Let me be clear. He was reckless. He was callous. And the school has caused me indelible harm.
There are certain characterizations in this world that are horrific, and deservedly horrific. A true racist should be denigrated in society and should be marginalized.
But somebody who is not a racist but is labeled as such suffers incredible harm.
FIRE: How should universities handle allegations like the one against you?
Klein: In my view, universities surely should investigate any assertions of racism. They should not tolerate it. I support that.
I have been somebody who has volunteered my time at UCLA over the years to programs that mentor underprivileged students, many of whom are from minority backgrounds. I revere those programs, and I revere the university standing up for the value that everyone should be treated equally.

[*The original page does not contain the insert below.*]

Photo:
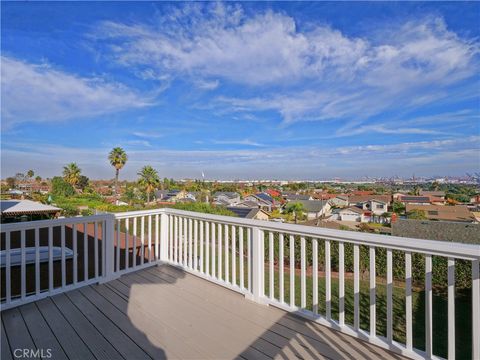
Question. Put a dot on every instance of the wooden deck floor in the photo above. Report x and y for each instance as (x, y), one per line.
(165, 313)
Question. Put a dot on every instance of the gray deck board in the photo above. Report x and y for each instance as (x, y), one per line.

However, there seem to be circumstances of late where universities feel that, instead of defending the importance of the free exchange of ideas or the disciplined due process examination of facts, they react reflexively and condemn someone who has been accused, with little or no basis.
I can’t speak about every situation in the world and every other professor. I don’t know those facts well enough. But I can speak about what happened to me, and I know that my situation was transformed into a horrific, distorted caricature.
FIRE: Can you tell me why you became a professor? What do you love about teaching?
Klein: I am somebody who has been fortunate to be very successful in the business world and in the legal community. I am trained as an attorney and certified public accountant. And it’s always been important to me to be involved in education. My mother was a schoolteacher. I have a brother who is a professor and I have an uncle who is a professor. And we always were raised to be kind to others and give back to others.
My passion for teaching comes from the desire to help others. Kind of a “pay it forward,” because others were kind to me and gave me advice when I was young. I try my best to mentor others, whether it’s to give them substantive knowledge, teach them critical reasoning, or mentor them in their careers. It also is a very self-interested desire to always be around bright, talented, curious, upbeat individuals. Most university students have an abundance of talent and interests, and their varied experiences have enriched my life beyond belief.
I like to tell it this way: Many people go to college, meet dozens of people, and perhaps come away with a dozen or so great friends. I feel like I’ve been a part of 39 years’ worth of graduating classes at UCLA, interacting with about 600 students each year. As a result, I have encountered people from every part of the world, from every race, from every religion, and from every life experience. And that has fascinated me beyond belief.
Some people have hobbies, like sports or art. My greatest joy is interacting with and learning from other people.
I hope I can impart some knowledge to them as well.